Ce n'est pas aisé je pense de filmer correctement la nature. Il y a le paramètre "Oh, ce rayon de soleil à travers le feuilles mortes, c'est très joli mais comment retranscrire ça à l'écran tel que je le vois ?" et le paramètre "hé mais si je filme des arbres pendant une demie heure, peut être que le gens vont se faire chier, même si je met une petite musique au xylophone et ukulélé en fond sonore ?". Deux défis relevés haut la main par Prince of Texas ! Les plans de nature sont sublimes et jamais chiants, on a l'impression d'être vraiment dans la forêt, la virtuosité crève l'écran.
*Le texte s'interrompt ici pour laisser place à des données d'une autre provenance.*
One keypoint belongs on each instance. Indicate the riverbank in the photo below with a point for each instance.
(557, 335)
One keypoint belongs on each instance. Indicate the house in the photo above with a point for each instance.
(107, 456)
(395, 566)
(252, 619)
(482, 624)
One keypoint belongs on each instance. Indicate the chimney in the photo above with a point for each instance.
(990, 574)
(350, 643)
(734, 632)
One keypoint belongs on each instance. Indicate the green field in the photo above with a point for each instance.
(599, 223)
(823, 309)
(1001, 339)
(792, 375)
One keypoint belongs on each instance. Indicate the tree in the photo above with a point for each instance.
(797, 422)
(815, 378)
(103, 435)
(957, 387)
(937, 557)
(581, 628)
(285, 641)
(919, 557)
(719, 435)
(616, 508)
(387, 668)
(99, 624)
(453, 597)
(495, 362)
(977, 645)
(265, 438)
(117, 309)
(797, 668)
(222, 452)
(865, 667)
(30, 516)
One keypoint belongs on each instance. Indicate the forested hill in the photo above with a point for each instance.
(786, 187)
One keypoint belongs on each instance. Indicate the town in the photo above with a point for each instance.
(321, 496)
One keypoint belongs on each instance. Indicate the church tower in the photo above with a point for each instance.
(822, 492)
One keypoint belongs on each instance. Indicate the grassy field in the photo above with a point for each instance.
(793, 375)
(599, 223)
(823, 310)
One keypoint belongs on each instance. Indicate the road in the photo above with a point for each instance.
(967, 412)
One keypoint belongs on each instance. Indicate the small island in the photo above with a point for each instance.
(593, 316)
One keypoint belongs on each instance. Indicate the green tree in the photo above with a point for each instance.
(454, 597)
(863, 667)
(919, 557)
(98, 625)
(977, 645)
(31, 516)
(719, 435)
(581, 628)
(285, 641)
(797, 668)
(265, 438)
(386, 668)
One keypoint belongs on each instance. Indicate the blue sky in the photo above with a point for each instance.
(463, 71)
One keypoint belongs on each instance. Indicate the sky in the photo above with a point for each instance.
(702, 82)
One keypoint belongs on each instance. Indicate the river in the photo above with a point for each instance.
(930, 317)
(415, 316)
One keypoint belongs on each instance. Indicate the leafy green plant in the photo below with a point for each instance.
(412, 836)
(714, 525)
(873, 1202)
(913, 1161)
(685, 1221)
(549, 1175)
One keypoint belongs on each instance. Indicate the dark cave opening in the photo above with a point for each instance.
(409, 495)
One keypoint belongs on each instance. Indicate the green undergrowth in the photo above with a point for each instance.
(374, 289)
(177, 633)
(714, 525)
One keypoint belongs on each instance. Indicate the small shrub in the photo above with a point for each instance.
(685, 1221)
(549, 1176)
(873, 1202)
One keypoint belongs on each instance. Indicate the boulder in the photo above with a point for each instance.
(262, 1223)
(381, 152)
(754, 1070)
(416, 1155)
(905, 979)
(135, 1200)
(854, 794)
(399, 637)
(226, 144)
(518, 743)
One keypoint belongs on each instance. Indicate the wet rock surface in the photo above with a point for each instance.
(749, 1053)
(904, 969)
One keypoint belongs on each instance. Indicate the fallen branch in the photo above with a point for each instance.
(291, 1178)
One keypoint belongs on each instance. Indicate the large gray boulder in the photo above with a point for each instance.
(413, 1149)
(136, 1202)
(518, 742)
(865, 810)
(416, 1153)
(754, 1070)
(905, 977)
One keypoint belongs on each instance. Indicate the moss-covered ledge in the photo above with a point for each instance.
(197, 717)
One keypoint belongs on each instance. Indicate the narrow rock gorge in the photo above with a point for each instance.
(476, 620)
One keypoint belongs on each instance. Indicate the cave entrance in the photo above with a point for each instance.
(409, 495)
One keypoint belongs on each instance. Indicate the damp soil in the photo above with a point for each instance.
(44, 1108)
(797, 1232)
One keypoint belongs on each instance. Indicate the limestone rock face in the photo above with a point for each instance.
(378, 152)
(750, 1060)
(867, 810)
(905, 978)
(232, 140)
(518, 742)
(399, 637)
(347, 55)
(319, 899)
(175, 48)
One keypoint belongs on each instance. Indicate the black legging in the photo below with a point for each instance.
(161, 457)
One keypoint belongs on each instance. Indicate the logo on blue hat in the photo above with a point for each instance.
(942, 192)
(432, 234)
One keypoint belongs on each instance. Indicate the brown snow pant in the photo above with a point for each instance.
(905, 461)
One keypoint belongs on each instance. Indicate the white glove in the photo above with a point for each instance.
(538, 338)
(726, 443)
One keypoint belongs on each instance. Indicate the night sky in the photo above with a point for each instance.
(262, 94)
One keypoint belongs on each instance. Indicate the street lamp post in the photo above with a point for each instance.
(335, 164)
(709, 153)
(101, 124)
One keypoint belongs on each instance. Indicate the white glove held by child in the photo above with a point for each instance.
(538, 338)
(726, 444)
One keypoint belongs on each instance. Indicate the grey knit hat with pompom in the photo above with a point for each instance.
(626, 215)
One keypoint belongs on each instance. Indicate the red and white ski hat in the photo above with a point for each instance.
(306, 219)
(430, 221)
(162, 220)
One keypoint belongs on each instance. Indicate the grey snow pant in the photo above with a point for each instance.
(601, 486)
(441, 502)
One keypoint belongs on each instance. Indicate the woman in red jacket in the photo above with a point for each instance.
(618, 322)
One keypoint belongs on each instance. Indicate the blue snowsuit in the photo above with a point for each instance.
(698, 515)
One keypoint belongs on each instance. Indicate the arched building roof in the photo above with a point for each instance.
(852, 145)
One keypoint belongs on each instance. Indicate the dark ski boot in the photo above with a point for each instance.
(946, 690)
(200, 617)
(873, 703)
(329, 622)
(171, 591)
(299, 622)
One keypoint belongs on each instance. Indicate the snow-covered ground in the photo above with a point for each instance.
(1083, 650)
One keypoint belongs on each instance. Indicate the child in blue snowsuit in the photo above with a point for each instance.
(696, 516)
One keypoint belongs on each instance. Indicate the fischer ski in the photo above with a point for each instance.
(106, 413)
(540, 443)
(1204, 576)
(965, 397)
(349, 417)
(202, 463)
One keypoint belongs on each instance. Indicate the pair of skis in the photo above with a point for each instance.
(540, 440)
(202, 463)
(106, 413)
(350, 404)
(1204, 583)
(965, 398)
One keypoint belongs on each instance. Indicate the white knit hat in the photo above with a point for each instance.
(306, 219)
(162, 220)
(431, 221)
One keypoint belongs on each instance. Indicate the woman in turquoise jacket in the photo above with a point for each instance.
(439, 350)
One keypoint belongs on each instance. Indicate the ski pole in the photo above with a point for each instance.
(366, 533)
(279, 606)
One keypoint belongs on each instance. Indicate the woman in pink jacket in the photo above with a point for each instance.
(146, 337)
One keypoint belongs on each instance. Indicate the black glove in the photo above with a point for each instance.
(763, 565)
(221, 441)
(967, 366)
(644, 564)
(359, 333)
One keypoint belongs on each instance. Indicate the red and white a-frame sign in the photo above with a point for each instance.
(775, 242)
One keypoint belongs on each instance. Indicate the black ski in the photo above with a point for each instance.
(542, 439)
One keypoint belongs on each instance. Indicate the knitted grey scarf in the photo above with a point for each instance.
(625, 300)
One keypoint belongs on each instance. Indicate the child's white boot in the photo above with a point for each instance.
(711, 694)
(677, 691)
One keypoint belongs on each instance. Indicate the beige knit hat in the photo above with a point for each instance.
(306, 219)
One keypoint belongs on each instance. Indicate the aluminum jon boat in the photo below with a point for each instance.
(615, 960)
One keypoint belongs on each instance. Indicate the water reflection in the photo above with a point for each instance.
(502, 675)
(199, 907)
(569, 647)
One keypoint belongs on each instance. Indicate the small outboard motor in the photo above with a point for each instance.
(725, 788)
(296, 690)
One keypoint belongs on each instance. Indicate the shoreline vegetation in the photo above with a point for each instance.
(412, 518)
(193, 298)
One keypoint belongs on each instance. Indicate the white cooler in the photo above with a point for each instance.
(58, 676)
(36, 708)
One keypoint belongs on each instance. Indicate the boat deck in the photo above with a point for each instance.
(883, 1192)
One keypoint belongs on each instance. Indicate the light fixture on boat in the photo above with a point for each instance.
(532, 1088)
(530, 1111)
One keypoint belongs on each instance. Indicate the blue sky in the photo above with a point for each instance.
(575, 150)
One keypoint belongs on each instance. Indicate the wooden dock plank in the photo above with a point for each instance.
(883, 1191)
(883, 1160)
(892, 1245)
Et qui d'autre crève l'écran ? Oui, Emile Hirsch en Jack Black, genre de bouseux citadin, et Paul Rudd avec sa moustache et son attitude hilarante de Handy Man relou ("comment as tu réussi à vivre jusque là sans savoir faire un nœud ou vider un poisson ?" sans déconner, on en connait tous un comme ça non ?), duo parfaitement assorti, et très bien dirigé semble-t-il. On frise parfois le cliché indie (Emile Hirsch + moustache + lumière dorée + ukulele + forêt + 1988, you see what I mean?), mais sans que ça soit trop agaçant, on reste dans le côté lumineux de l'indie US, la bonne veine. De même, l'histoire de base (ils ne peuvent pas trop se blairer et sont coincés à travailler ensemble, BIM, buddy movie) et même le déroulement du film sont assez classiques, mais David Gordon Green s'empare d'un scénar plan plan pour y mettre sa petite griffe pleine de poésie.
Bref, un bon moment, un bon film d'automne qui m'a donné des furieuses envie d'aller marcher dans les feuilles mortes.